The complaint challenges the ACA’s definition of “sex,” saying it has been modified from something determined at birth to “an individual’s internal sense of gender, which may be male, female, neither or a combination of male and female.”

“With one stroke of the pen, HHS has created a massive new liability for healthcare professionals unless they cast aside their medical judgment and perform controversial and even harmful medical transition procedures,” the complaint states.

The complaint also alleges that the federal government has overstepped its authority on a number of fronts with the new rule and does not provide a religious objections exemption.

The complaint was filed against HHS Aug. 23 in the U.S. District Court for the Northern District of Texas, Wichita Falls Division, by Texas Attorney General Ken Paxton on behalf of the Franciscan Alliance Inc., Specialty Physicians of Illinois LLC, and the Christian Medical and Dental Associations, and is joined by the states of Wisconsin, Nebraska, Kentucky and Kansas.

“As the Obama Administration has attempted to do in other instances, this new rule interprets ‘sex’ as a state of mind, not a biological fact,” said a press release from Paxton’s office. “The president does not have the power to rewrite law.”

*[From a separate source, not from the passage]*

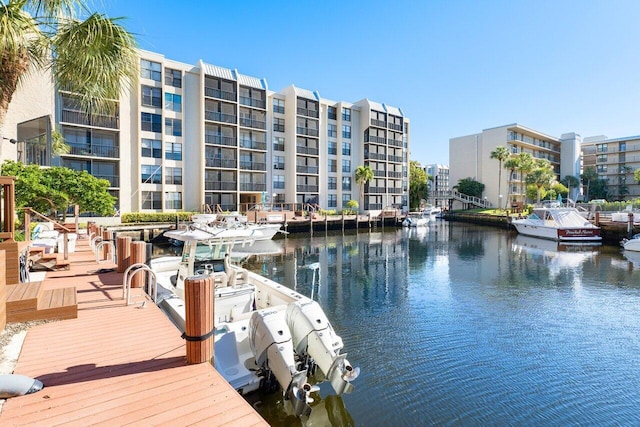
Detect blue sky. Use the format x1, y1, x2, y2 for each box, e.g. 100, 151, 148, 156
97, 0, 640, 164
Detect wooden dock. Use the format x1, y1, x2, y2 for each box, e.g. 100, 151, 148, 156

Paxton said the rule would require taxpayers to fund all treatments related to sexual transition and takes diagnosis and control away from physicians.

“Under the new rule,” Paxton said, “a physician who believes that certain treatments are not in a patient’s best medical interests may be in violation of federal law.”

Paxton said the complaint is the 13th filed by his office concerning constitutional overreach by the Obama Administration. He said it was filed because the new rules apply to any entity that receives federal health care funding, an issue that could cost them billions of dollar a year in federal funding.

The complaint goes into great detail to document the constitutional problems with the adoption rule, saying it is in effect an end-around to legislate sexual orientation and gender identity protections after several unsuccessful legislative attempts to include the new protections in federal Civil Rights law.

It says the issue is similar to congressional constraints on forcing religiously affiliated doctors and healthcare systems to perform abortions against their beliefs.

According to the complaint: “If a doctor concludes that a hysterectomy ‘is medically necessary to treat gender dysphoria,’ the patient’s employer or insurance plan would be required to cover the procedure on the same basis that it would cover it for other conditions (like cancer)."

HHS also stated that the "range of transition-related services, which includes treatment for gender dysphoria, is not limited to surgical treatments and may include, but is not limited to, services such as hormone therapy and psychotherapy, which may occur over the lifetime of the individual.”